HPC Software Carpentry - Lesson 2 - BASH fundamentals

12 minute read

Learning Objectives

In this lesson you will learn:

What is a UNIX command
How to create, access and navigate directories using bash
How to create and modify files with nano
How to transfer files between your local machine and the HPC with FileZilla

Interacting with the JCU HPC

UNIX and UNIX commands

In Lesson 1 we learnt how to access the JCU HPC via an SSH (Secure SHell) client through the terminal on Mac or Command Prompt on Windows. We will start this lesson assuming that you have just logged in into the HPC. If so, your terminal window should have the following prompt:

[jc000000@ln1:1 ~]%

This states your login name (the jc… part) and the host name (ln1:1). The ln part stands for the login node 1 (remember the JCU HPC has 2 login nodes, as we discussed in the first lesson of this series).

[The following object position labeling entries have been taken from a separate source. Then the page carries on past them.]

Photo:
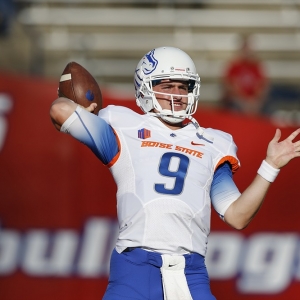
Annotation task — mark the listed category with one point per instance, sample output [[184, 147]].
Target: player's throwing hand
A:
[[280, 153]]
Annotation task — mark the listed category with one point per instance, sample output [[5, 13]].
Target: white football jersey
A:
[[164, 178]]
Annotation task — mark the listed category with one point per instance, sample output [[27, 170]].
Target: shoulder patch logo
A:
[[196, 144], [144, 133]]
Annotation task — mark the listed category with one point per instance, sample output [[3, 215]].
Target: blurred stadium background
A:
[[56, 231]]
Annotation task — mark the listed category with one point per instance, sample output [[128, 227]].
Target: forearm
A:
[[61, 109]]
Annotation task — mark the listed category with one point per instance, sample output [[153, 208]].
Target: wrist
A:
[[267, 172]]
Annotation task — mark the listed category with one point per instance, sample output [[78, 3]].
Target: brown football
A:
[[77, 84]]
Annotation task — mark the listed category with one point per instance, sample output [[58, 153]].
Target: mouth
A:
[[178, 105]]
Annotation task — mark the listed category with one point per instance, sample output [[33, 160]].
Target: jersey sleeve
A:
[[94, 132], [223, 190]]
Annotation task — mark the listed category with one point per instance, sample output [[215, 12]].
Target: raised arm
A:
[[242, 211], [62, 108]]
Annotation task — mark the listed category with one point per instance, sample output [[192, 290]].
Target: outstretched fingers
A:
[[293, 135]]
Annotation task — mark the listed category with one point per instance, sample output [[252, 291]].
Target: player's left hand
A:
[[280, 153]]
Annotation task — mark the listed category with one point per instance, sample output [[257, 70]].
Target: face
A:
[[178, 90]]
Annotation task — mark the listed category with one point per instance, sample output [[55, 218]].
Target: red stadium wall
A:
[[58, 210]]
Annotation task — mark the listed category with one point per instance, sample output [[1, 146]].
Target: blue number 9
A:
[[179, 174]]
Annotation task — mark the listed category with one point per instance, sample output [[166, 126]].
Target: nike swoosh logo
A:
[[196, 144]]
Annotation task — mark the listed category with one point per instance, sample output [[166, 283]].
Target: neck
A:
[[171, 126]]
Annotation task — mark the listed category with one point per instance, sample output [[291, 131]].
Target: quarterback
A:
[[168, 171]]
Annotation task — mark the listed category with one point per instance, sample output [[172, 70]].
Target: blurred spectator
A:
[[6, 14], [245, 84]]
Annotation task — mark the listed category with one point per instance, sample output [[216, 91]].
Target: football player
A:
[[168, 172]]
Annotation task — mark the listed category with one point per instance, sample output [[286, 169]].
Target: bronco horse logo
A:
[[149, 63]]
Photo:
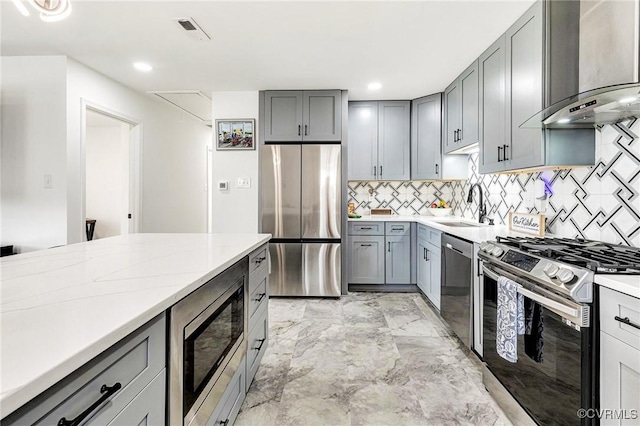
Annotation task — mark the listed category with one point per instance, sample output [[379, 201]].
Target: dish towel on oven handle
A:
[[510, 319]]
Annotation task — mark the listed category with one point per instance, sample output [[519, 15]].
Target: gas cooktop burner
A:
[[596, 256]]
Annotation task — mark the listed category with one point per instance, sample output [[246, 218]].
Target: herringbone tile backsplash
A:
[[601, 202]]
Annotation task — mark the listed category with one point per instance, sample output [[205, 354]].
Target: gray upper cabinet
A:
[[492, 107], [461, 110], [379, 140], [283, 116], [524, 84], [394, 140], [363, 140], [303, 116], [426, 118]]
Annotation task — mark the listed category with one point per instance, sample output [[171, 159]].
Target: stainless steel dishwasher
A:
[[456, 288]]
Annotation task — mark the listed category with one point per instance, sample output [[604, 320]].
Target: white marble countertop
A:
[[476, 234], [627, 284], [61, 307]]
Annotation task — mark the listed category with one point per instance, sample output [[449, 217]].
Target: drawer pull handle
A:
[[260, 345], [626, 321], [106, 391]]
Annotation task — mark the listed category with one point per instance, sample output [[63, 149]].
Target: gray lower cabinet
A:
[[428, 263], [148, 407], [379, 140], [619, 355], [398, 259], [232, 398], [303, 116], [367, 259], [137, 363]]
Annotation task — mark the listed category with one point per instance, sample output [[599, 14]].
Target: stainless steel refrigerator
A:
[[301, 196]]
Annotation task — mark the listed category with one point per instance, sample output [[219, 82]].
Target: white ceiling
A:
[[413, 48]]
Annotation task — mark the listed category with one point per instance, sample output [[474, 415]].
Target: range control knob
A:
[[551, 270], [565, 275]]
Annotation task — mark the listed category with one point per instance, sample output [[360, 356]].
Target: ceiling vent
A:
[[190, 101], [192, 29]]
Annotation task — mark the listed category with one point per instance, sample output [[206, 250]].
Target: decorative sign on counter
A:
[[532, 224]]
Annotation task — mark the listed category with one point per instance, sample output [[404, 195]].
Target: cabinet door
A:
[[366, 259], [491, 71], [398, 260], [433, 256], [469, 114], [322, 116], [393, 140], [283, 116], [619, 378], [451, 116], [363, 141], [524, 47], [426, 125], [148, 407], [423, 267]]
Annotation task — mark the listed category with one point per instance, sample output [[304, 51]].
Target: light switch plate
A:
[[244, 183]]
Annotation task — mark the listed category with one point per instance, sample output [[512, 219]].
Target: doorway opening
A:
[[111, 174]]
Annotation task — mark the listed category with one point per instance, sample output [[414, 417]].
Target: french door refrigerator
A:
[[301, 195]]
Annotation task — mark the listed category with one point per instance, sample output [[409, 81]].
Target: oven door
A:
[[552, 389]]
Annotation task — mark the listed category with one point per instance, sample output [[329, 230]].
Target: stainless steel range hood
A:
[[608, 69]]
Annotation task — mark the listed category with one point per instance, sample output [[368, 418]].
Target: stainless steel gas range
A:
[[555, 371]]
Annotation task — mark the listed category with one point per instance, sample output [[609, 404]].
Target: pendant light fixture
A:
[[50, 10]]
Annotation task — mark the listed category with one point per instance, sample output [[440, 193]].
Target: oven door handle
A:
[[573, 314]]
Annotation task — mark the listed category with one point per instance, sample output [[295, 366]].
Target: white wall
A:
[[33, 145], [107, 160], [174, 198], [235, 210]]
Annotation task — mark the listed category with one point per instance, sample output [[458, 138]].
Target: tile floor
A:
[[365, 359]]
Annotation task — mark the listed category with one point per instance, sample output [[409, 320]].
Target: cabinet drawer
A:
[[366, 228], [258, 261], [134, 363], [615, 304], [231, 400], [257, 343], [257, 299], [397, 228], [147, 408]]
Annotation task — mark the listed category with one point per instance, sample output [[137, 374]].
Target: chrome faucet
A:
[[482, 209]]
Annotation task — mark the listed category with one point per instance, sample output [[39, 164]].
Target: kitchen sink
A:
[[461, 224]]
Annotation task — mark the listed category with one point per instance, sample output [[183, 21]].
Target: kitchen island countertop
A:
[[62, 307]]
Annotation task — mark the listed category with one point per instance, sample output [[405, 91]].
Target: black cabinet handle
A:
[[106, 391], [626, 321], [260, 345]]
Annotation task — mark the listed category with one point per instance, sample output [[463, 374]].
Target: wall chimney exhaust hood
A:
[[608, 59]]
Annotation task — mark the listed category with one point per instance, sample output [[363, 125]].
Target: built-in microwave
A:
[[207, 342]]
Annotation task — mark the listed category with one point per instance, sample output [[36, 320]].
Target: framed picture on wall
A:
[[235, 134]]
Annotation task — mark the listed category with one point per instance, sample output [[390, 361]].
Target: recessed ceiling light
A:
[[628, 100], [142, 66]]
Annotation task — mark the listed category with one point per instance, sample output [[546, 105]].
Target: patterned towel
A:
[[510, 320]]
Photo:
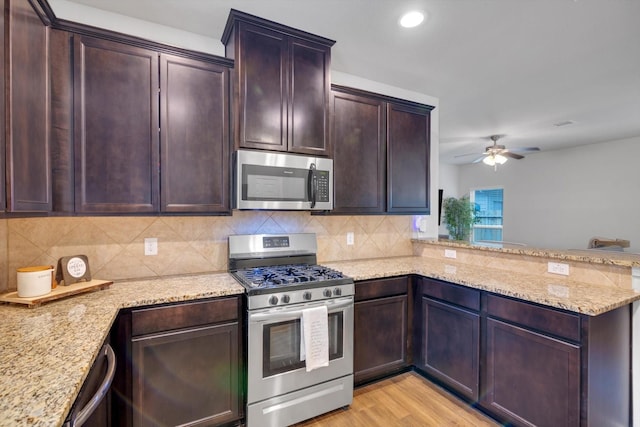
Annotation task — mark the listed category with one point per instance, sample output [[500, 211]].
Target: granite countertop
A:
[[560, 293], [47, 351], [593, 256]]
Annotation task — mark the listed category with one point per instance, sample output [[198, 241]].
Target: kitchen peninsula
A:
[[47, 351]]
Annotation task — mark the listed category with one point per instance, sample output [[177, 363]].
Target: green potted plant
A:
[[459, 215]]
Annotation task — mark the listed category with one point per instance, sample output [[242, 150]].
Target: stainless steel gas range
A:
[[299, 315]]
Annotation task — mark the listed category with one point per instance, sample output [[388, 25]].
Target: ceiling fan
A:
[[495, 154]]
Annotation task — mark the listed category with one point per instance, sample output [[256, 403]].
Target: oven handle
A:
[[297, 313]]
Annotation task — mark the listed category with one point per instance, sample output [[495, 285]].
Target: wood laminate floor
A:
[[406, 400]]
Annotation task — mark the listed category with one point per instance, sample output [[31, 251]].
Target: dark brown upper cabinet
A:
[[282, 85], [150, 128], [26, 113], [381, 153], [195, 135], [359, 127], [116, 138], [408, 158]]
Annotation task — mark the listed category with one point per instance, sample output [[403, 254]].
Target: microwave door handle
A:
[[312, 185]]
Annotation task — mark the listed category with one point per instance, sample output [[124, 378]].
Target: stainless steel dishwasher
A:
[[93, 404]]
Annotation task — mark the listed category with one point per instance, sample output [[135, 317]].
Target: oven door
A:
[[274, 365]]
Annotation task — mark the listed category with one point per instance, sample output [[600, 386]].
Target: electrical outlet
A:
[[151, 246], [350, 238], [450, 253], [558, 268], [558, 291]]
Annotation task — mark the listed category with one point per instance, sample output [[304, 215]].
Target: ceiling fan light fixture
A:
[[500, 159], [412, 19], [489, 160]]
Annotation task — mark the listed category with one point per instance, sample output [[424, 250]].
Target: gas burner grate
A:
[[286, 275]]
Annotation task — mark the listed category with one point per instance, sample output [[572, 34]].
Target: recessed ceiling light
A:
[[564, 123], [412, 19]]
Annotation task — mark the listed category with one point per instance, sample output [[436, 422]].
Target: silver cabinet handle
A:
[[91, 406]]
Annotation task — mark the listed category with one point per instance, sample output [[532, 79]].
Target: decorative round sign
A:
[[76, 267], [73, 269]]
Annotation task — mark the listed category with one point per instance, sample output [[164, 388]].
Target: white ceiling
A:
[[513, 67]]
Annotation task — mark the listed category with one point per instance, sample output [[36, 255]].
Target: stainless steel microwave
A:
[[278, 181]]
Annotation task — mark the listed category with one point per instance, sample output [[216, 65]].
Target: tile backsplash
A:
[[115, 245]]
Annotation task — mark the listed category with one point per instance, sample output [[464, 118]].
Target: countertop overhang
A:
[[47, 351]]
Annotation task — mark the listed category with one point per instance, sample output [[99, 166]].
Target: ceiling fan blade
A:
[[512, 155], [479, 159], [523, 149], [469, 154]]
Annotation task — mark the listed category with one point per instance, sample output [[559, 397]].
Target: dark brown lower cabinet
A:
[[380, 328], [452, 346], [532, 379], [524, 363], [184, 365], [547, 367], [448, 342]]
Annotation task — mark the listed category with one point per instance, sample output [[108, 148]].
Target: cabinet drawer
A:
[[547, 320], [381, 288], [455, 294], [184, 315]]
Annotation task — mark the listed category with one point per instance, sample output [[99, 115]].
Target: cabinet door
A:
[[380, 337], [187, 376], [531, 379], [262, 89], [116, 127], [451, 346], [358, 134], [194, 136], [27, 111], [408, 159], [3, 199], [309, 91]]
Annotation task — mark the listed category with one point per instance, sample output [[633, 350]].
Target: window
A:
[[488, 208]]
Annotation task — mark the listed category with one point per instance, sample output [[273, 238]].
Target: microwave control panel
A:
[[323, 186]]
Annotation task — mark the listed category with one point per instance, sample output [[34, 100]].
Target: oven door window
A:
[[281, 344]]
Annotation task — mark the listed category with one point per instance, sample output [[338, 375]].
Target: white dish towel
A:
[[314, 337]]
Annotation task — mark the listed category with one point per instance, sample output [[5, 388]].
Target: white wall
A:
[[76, 12], [561, 199], [449, 183]]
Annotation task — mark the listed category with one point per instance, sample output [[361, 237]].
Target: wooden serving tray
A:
[[55, 294]]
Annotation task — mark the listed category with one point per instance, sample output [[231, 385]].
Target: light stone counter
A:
[[591, 256], [46, 352], [576, 296]]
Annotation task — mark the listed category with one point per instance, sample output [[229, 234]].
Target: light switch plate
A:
[[151, 246], [350, 238], [450, 253], [558, 268]]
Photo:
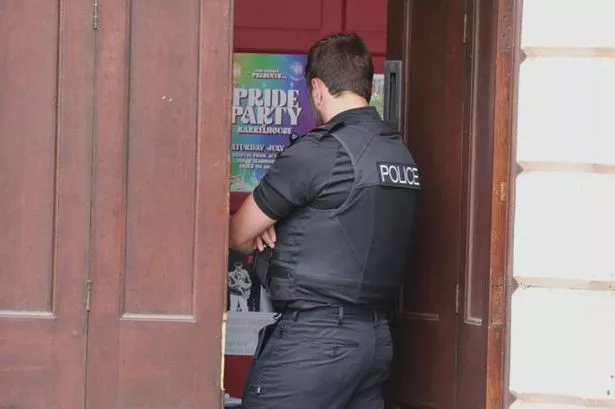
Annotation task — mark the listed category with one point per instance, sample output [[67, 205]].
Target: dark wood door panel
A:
[[45, 166], [478, 147], [428, 36], [160, 204]]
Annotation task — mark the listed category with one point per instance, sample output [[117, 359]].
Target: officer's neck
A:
[[342, 102]]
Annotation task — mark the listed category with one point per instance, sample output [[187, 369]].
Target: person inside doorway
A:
[[336, 212]]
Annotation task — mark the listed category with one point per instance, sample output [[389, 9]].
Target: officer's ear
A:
[[318, 90]]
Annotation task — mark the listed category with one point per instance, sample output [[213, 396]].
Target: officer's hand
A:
[[266, 238]]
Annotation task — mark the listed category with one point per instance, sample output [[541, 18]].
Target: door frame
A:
[[506, 61]]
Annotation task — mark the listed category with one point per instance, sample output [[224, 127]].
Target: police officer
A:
[[336, 210]]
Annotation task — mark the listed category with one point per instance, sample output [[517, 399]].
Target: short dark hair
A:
[[343, 62]]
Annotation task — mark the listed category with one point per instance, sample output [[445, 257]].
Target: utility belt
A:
[[364, 313], [340, 312]]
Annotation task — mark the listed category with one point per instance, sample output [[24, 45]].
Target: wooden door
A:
[[160, 205], [46, 72], [448, 302]]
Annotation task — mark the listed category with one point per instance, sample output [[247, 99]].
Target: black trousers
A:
[[326, 358]]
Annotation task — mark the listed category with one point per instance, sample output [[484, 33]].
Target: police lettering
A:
[[392, 174]]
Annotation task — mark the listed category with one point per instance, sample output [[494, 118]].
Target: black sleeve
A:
[[296, 177]]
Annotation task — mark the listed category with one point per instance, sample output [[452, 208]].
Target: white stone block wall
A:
[[563, 313]]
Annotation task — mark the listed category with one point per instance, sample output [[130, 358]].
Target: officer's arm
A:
[[246, 225]]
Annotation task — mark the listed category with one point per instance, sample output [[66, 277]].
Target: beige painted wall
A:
[[563, 313]]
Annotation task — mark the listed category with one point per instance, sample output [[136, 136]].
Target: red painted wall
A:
[[291, 26]]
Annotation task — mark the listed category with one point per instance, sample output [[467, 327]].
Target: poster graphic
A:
[[270, 101], [248, 306], [377, 100]]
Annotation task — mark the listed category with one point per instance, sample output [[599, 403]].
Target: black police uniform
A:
[[345, 198]]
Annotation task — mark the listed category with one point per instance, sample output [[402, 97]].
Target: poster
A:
[[248, 307], [377, 100], [270, 101]]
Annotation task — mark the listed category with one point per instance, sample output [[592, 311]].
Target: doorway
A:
[[459, 64]]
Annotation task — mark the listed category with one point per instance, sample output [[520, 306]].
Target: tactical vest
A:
[[357, 253]]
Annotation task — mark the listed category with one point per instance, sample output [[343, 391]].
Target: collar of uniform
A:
[[367, 113]]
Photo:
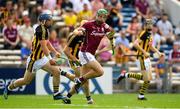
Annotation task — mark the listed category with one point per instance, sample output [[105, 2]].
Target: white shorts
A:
[[85, 57], [144, 64], [33, 66]]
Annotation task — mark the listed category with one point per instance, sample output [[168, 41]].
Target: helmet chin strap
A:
[[97, 21], [43, 22]]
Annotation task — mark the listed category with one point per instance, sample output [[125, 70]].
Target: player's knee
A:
[[100, 72], [26, 82], [56, 73]]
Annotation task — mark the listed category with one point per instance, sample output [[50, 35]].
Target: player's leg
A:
[[85, 86], [72, 76], [55, 72], [147, 76], [137, 76], [87, 92], [28, 77]]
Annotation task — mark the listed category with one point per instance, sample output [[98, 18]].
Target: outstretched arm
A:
[[110, 36]]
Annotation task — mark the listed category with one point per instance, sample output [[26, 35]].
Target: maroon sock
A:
[[81, 79]]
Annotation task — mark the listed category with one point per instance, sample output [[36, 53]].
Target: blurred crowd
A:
[[18, 20]]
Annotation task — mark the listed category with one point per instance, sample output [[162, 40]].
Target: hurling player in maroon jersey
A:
[[93, 31]]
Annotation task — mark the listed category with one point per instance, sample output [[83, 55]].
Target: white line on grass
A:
[[93, 108]]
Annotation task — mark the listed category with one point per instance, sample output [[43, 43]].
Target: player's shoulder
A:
[[91, 22], [40, 28], [105, 25]]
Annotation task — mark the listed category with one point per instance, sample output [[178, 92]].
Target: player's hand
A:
[[52, 62], [161, 54], [146, 54], [77, 63], [58, 54]]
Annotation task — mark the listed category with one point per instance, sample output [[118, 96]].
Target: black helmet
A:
[[44, 17]]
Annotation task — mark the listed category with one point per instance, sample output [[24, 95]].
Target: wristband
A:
[[49, 57]]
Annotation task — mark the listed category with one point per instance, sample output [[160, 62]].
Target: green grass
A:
[[114, 101]]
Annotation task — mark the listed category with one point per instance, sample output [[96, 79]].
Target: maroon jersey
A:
[[11, 34], [94, 34]]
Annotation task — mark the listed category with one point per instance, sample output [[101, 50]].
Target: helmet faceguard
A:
[[101, 15], [148, 24]]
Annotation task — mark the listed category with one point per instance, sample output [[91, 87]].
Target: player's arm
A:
[[44, 47], [110, 36], [52, 49], [137, 46], [156, 50], [69, 55], [67, 49], [107, 48]]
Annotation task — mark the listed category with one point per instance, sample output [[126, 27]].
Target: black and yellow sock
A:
[[135, 75], [69, 95], [63, 73], [144, 87], [88, 98], [56, 89]]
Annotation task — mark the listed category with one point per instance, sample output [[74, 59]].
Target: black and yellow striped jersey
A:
[[41, 33], [75, 45], [146, 40]]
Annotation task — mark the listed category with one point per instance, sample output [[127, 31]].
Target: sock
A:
[[63, 73], [144, 87], [69, 95], [135, 75], [11, 86], [56, 89], [81, 79], [88, 98]]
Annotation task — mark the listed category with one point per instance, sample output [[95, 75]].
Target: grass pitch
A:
[[114, 101]]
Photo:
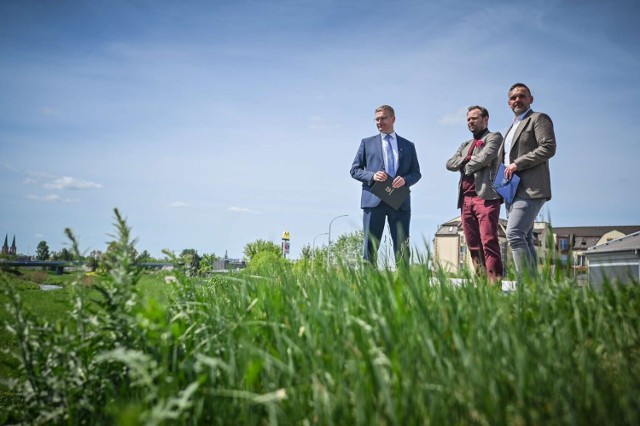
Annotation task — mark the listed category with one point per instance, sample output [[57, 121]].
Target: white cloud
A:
[[320, 123], [179, 204], [67, 182], [243, 210], [49, 111], [455, 117], [51, 198]]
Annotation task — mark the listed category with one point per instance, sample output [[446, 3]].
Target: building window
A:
[[463, 255], [563, 244]]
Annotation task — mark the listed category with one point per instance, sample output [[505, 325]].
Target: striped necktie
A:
[[391, 161]]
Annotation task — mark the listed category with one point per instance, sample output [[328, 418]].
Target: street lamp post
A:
[[329, 239], [313, 250]]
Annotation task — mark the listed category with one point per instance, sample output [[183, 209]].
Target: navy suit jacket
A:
[[369, 160]]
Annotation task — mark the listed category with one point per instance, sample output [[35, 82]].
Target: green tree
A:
[[109, 257], [42, 251], [144, 257], [252, 249], [93, 260], [207, 263], [63, 255], [190, 260]]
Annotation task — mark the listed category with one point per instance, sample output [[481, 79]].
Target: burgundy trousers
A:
[[480, 225]]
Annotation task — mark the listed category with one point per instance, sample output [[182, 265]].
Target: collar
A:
[[480, 135], [521, 116]]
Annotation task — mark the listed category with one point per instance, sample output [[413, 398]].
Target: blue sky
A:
[[211, 124]]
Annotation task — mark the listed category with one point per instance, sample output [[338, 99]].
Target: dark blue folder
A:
[[506, 188]]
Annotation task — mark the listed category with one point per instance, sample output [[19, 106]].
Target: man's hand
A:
[[398, 182], [380, 176]]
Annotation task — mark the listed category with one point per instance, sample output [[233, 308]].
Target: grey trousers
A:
[[521, 214]]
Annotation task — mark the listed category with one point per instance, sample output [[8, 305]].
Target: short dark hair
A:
[[513, 86], [483, 111], [386, 109]]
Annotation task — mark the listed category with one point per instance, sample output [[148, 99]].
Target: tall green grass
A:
[[338, 347]]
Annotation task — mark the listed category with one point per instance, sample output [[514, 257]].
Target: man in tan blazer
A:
[[528, 146]]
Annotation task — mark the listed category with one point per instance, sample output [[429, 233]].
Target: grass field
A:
[[344, 347]]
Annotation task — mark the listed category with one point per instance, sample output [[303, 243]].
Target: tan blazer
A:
[[534, 143]]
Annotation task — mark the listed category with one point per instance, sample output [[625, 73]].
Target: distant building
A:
[[568, 245], [572, 242], [226, 263], [615, 261]]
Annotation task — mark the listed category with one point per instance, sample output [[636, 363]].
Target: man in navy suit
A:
[[379, 156]]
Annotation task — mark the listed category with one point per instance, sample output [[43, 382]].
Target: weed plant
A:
[[361, 347]]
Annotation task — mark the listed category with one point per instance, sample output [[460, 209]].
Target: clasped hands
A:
[[509, 170], [381, 176]]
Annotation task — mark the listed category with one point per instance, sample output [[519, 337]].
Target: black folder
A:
[[390, 195]]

The HPC runs on UNIX, which is a particular Operating System, just like Mac and Windows. The peculiarity of UNIX is that it is Multi-User and Multi-Tasking, meaning that multiple users can have multiple tasks operating simultaneously. The main way to interact with a UNIX system is through commands. These commands usually follow the below structure:

[jc000000@ln1:1 ~]% head -n myfile.txt

Where:

[jc000000@ln1:1 ~]% is the command prompt. In the code below I will simply refer to it as ‘%’ for simplicity.
head is the command we want to run. The UNIX shell will thus try and find a program called ‘head’ and execute it
-n 5 is an option on how to execute the ‘head’ program with a value, 5, provided to that option. These options are used to alter the default behaviour of the command
myfile.txt is the argument taken as an input for the program. In this case a .txt file

Just like in R, these commands are case sensitive!! So head and Head will mean two different things. Make sure you use the right lower or upper case (this is a more common error than you would think when starting and even later on!).

BASH language

The default ‘shell’ (i.e., command/scripting language) for UNIX command is bash, or the Bourne Again SHell. You do not need to understand in detail what a shell is ( I don’t :S ). For now simply think of it as the language you will use to interact with the HPC. In the rest of this lesson we will go over some of the main fundamental bash commands used to navigate your folders and files, create folders and files, and conducting other routine tasks within the HPC.

Bash fundamentals

To start familiarising ourselves with the HPC, we will start with some fundamental commands that you will use on a daily basis.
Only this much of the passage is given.